Dear Readers, today was an ‘in tearing haste’ kind of day, but I am sticking to my resolution to at least walk around the block every lunchtime, and as usual I was glad that I did. There’s always something to notice if you can clear your head of spreadsheets and other shenanigans. First up, Mexican Fleabane is getting well established in the cracks and crevices in some front gardens, and very handy it is too – it flowers prolifically and the hoverflies love it. I am very fond of it myself, having a few windowboxes full of the stuff in the front garden.
Here it is advancing along the garden wall, before no doubt making a break for freedom along Lincoln Road.
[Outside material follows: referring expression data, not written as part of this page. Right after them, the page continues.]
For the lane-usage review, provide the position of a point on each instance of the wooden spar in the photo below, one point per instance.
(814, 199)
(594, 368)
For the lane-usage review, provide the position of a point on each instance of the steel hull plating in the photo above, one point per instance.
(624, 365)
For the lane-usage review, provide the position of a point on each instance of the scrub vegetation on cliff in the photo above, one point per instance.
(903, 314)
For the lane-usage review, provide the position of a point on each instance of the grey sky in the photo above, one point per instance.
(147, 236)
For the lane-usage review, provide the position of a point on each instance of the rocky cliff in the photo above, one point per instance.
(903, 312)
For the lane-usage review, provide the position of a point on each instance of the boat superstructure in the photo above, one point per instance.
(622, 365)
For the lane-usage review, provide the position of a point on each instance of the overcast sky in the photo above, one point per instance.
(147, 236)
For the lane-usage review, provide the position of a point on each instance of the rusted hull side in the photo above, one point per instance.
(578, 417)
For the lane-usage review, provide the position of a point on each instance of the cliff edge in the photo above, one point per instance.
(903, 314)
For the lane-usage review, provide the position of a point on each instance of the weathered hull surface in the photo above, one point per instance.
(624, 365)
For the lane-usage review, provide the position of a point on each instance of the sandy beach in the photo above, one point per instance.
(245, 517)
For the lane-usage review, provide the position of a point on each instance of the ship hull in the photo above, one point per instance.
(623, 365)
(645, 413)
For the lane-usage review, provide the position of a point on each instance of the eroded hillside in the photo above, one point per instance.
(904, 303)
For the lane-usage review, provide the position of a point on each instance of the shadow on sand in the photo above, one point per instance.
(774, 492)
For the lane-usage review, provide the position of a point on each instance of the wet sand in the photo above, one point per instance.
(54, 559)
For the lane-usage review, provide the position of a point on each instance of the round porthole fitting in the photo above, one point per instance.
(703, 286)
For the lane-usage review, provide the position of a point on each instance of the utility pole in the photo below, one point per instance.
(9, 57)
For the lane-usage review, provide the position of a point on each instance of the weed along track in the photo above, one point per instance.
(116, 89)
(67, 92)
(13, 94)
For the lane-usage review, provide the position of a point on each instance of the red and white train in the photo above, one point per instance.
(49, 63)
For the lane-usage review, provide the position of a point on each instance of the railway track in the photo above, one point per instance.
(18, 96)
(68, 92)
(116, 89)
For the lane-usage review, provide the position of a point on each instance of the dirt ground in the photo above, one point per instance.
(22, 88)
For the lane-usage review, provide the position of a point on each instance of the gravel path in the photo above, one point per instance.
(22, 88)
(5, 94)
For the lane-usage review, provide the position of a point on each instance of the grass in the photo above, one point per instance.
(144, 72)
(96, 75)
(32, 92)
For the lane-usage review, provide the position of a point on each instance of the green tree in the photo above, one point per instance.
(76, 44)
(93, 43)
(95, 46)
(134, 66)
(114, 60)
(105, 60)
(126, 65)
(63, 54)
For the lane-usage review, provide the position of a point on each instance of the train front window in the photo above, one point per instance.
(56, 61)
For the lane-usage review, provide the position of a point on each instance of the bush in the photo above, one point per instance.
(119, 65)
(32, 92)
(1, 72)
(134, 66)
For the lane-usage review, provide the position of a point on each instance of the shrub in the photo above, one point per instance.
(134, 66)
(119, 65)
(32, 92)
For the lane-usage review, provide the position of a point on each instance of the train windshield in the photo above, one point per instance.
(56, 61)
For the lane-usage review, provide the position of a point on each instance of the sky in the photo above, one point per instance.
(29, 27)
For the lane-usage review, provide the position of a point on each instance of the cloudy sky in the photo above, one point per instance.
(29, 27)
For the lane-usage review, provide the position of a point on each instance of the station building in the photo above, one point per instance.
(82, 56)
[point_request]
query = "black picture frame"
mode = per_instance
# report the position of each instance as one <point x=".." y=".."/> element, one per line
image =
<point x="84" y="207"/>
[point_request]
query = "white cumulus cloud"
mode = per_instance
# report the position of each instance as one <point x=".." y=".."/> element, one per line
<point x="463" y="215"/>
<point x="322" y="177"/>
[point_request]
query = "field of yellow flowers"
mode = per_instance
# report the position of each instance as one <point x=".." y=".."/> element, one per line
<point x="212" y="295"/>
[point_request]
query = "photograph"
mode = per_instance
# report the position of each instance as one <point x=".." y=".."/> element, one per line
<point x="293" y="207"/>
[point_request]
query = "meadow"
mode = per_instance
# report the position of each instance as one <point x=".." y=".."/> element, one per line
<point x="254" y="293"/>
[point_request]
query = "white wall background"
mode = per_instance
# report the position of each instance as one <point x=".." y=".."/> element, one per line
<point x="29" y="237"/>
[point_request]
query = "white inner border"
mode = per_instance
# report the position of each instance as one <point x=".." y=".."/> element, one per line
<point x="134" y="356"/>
Someone has some plain and simple honeysuckle in their hedge, and although there are fancier varieties, you cannot beat the old-fashioned plant for scent, even on a chilly-ish October day. I always have to stop for a quick sniff.
And how about this tree?
What a very fine specimen it is! This is a hornbeam, but not as we usually see it in the wood.
It’s a variety known as ‘fastigiata’ or ‘pyramidalis’ – it has a very neat conical shape more suited to a street tree than the sprawling giants of Cherry Tree or Coldfall Woods. However, according to Paul Wood in ‘London’s Street Trees’, a City of London hornbeam was found to be more biodiverse than any other tree in the Square Mile, and that includes the oak trees.
I am very happy to see that the bollard on the corner of Lincoln Road is still upstanding. This must be a record for its longest period in an upright position. Please don’t take that as a challenge.
And what else is there to see? An abundance of Michaelmas Daisies, another great plant for late summer/early autumn. The ones in my front garden are flowering and flowering, though most of them are very pale lilac/white rather than this lavender colour. I have one honeybee left who visits them regularly, but everyone else seems to have already called it a day.
And yes, I know that Virginia Creeper is a) common and b) a bit of a thug, but just look at it. How could the spirits not be lifted by the sight of all that red and copper?
And, finally, as I turn for home I have to take another photo of the rowan, so heavy with berries, so yellow of leaf. Wherever you are, I would really recommend getting outside, even if it’s just for fifteen minutes. This year has been so spectacular for berries and leaf color that it would be a shame to miss it.